A gaúcha Gisele Madrid Spencer Cesar, 50 anos, foi presa em Salvador, em 21 de janeiro, por injúria racial após chamar uma comerciante negra de “lixo” e cuspir nela. Quando chegou à delegacia, ela ainda exigiu ser atendida por um delegado de “pele branca”.
No dia 23 de janeiro, ela passou por audiência de custódia e foi solta com uma “pena” extremamente branda: foi apenas proibida de frequentar a Praça das Artes, no Centro Histórico da cidade, onde o episódio aconteceu, por um período de 12 meses.
Durante a audiência, a defesa da mulher pediu o relaxamento da prisão, alegando ausência de materialidade da injúria racial e falta de demonstração de flagrância, segundo informações do G1.

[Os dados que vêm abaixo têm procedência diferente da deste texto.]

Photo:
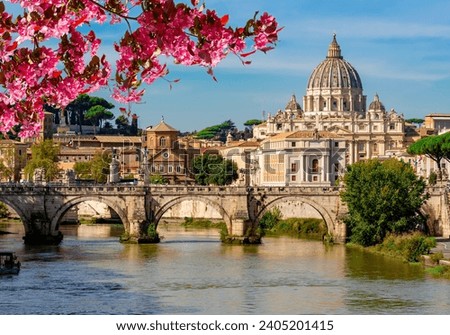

Além da proibição de frequentar o centro histórico, outras “providências substitutivas da prisão” foram impostas:
– comparecimento a todos os atos do processo, desde que intimada, devendo manter seu endereço atualizado nos autos do processo;
– comparecimento bimestral em Juízo, por um ano, a partir desta sexta-feira, para informar e justificar suas atividades;
– proibição de se ausentar da Comarca de Porto Alegre, por período superior a 10 dias, sem autorização judicial;
– proibição de manter contato com a vítima e as testemunhas.
Quando cometeu as ofensas racistas, Gisele Spencer estava há sete dias em Salvador. Tirou fotos com um grupo de baianas e com integrantes do grupo Filhos de Gandhi, além de ir a um show do Timbalada.